To remember more than 240 people who have died from a suspected drug overdose in Knox County, the District Attorney General's Office has decorated an overdose memorial Christmas tree for families to visit.

"Everyday the number goes up," said Charme Allen, District Attorney General for Knox County. "It's a somber thing for us to do."

The tree represents 247 families in Knox County who have each lost a loved one to a suspected overdose.

Kim Jones hung an ornament in memory of her son Patrick who was just 21-years-old.

"I lost him on May 19 this year to a heroin overdose," she said.

The Knox County District Attorney General's Office is displaying an overdose memorial tree to honor families who have lost a loved one to a suspected drug overdose. Nov. 29, 2017.

Patrick was in and out of treatment before his death.
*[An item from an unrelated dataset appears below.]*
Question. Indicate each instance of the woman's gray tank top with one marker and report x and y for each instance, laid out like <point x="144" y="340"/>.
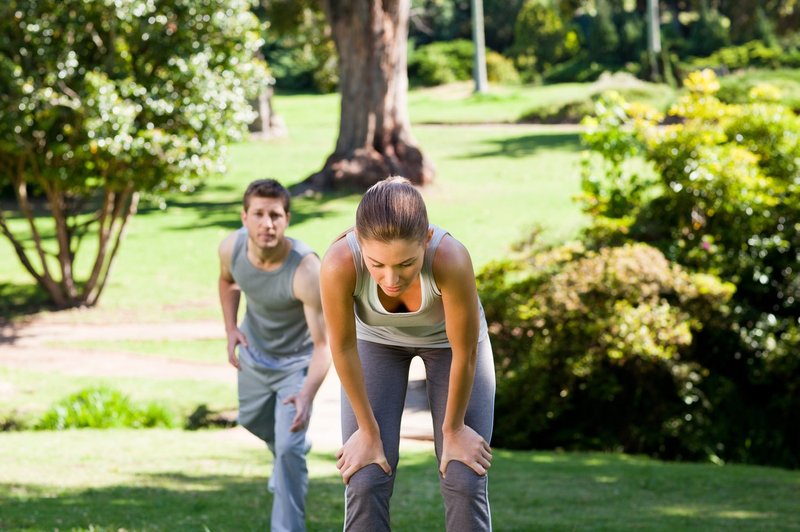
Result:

His mother said he had been to treatment facilities three times in the span of five months.

"He wasn't allowed to stay more than two weeks, which that is not enough time for an addict in treatment," Jones said.
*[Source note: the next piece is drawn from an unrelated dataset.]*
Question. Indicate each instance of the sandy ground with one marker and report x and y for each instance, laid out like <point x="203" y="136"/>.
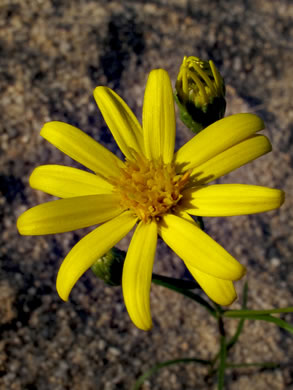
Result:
<point x="52" y="55"/>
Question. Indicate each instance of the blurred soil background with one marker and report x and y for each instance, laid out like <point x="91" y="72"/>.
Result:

He was out of treatment for just a month before his death.

"I found him in the yard around 4 in the morning and he had passed away," Jones said.

The pain of losing her son is deep, especially right before the holidays.

"I just take it one day at a time, that's all I can do," she said.

The tree is a reminder the opioid epidemic has no boundaries.

"These are people who are suffering from using the drugs, not the dealers but the folks who are addicted who are buying the drugs and overdosing and leaving behind the families we are talking about," Allen said.

Allen talks to these families often and her office has helped prosecute 11 cases connected to deadly overdoses.

"This is the first year they don't have the loved one they had and somebody provided those drugs to them to their loved one and we are trying to stop the drugs from flowing to those persons while at the same time honoring those who have lost their lives to drugs," Allen said.

Kim Jones holds an ornament honoring her son Patrick who died of a suspected overdose at the age of 21. 

Jones prays that someday there won't be a need for a tree.

"I don't want any other parents to go through what we've gone through with our son," she said.

She wants her son to be remembered along with the 246 other people no longer alive.

"Always in our thoughts. Forever in our hearts. And that's where he is, in our hearts," Jones said.

The tree is located near the District Attorney General's office and is open to the public.

The Knoxville Police Department will also hold a support group on Dec. 15 at the Safety Building starting at 6 p.m.